Critique #121 – Monsters in the Dark, tome 1: Larmes amères de Pepper Winters

 TITRE PAGE
La Dark Romance est un genre que je ne lis que très rarement. Alors, quand j’ai vu la sortie de Monsters in the Dark je me suis dit « pourquoi pas? ». Même si 50 Shades of Grey n’est pas de la DR, j’avais un peu peur d’y retrouver tout ce que je ne supporte pas dans la narration de son auteure : des personnages creux, un Grey faussement sombre, que Anastasia insupportable et des faux rebondissements rappelant les films d’action à la James Bond sous domination par la cravache. Bref, dans Monsters in the Dark si quelques similitudes existent, le récit aborde un thème important : l’esclavagisme sexuel. Saviez-vous qu’en 2017 Le Point rapportait que le trafic d’êtres humains « ne c’était jamais aussi bien porté » ? Et que dire de celui touchant le milieu du sexe ? Des chiffres affolants, des actes barbares et j’en passe. Bien entendu, en annexe nous avons aussi une romance qui se forme et qui rythme le récit. Personnages aux multiples facettes, rythme soutenu, suspense, érotisme…. une cocktail qui trouvera aussi bien ses détracteurs que ses amateurs. À vous de vous faire une idée. 

 

Acheter le tome 1 de Monsters in the Dark sur le site des éditions Milady ou sur Amazon
Également disponible en numérique

 


Pepper Winters est une auteure néo-zélandaise née à Hong Kong spécialisée dans les romans dit de dark romance, contemporain, et érotique à suspens. Elle a fait ses études dans une école de tourisme et a travaillé comme hôtesse de l’air avant de se consacrer à l’écriture. C’est en 2013 qu’elle publie son premier roman (Tears of Tess), le premier d’une trilogie baptisée Monsters in the Dark. Depuis, ses livres ne cessent de caracoler dans les best sellers du USA Today, The New York Times, et The Wall Street Journal. En 2014, elle débute une nouvelle saga avec Indebted comprenant 7 tomes. Monsters in the Dark : Larmes amères est le premier ouvrage à se voir traduire en français, disponible dans la collection Romantica de Milady depuis mai 2018.

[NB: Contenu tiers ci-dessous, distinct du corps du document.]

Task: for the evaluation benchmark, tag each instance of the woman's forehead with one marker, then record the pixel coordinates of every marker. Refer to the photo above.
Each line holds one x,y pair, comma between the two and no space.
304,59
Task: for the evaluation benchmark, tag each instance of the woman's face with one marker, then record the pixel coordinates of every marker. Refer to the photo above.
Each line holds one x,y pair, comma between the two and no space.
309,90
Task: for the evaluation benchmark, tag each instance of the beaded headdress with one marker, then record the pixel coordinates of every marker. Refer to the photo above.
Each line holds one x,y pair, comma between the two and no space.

L’histoire commence avec Tess Snow une belle jeune Australienne avec un brillant avenir devant elle, et une vie amoureuse idéale puisqu’elle est complètement amoureuse de Brax, qui partage son amour. Pourtant, au plus profond de son cœur, Tess possède des blessures dues aux abandons durant son enfance. Mais pas que. En effet depuis (toujours?) Tess nourri des fantasmes de luxures bien spéciaux qu’elle souhaiterait assouvir avec son compagnon. Malgré ses tentatives timides et parfois explicites, Brax n’est pas sur la même longueur d’onde qu’elle. En résulte un sentiment de honte et de la frustration. Un jour, pour fêter l’anniversaire de leur rencontre, son amoureux lui fait la surprise de l’emmener au Mexique. Au programme détente, cocktails, soirées torrides et sable fins. Mais très vite, les portes de l’enfer s’ouvrent devant eux, quand Tess se fait enlever et devient l’otage d’hommes sans pitié la traitant comme une marchandise. Arrivera-t-elle à leur échapper et retrouver Brax ? 

Monsters in the Dark est une trilogie “Dark Romance”. Depuis quelques années, ce genre est de plus en plus publié. On peut citer la saga Heartless de Ker Duckey, ou encore le controversé Outrage de Marissa Rachel. De ce fait, il faut signaler que le contenu de Monsters in the Dark n’est pas destiné à un public sensible, loin de là. Les mots sont rudes, les scènes sont violentes, on parle d’esclavage sexuel, de viol, de torture  psychologique, qu’il faut apprendre à dissocier la réalité de la fiction sans que cela n’ébranle nos convictions. 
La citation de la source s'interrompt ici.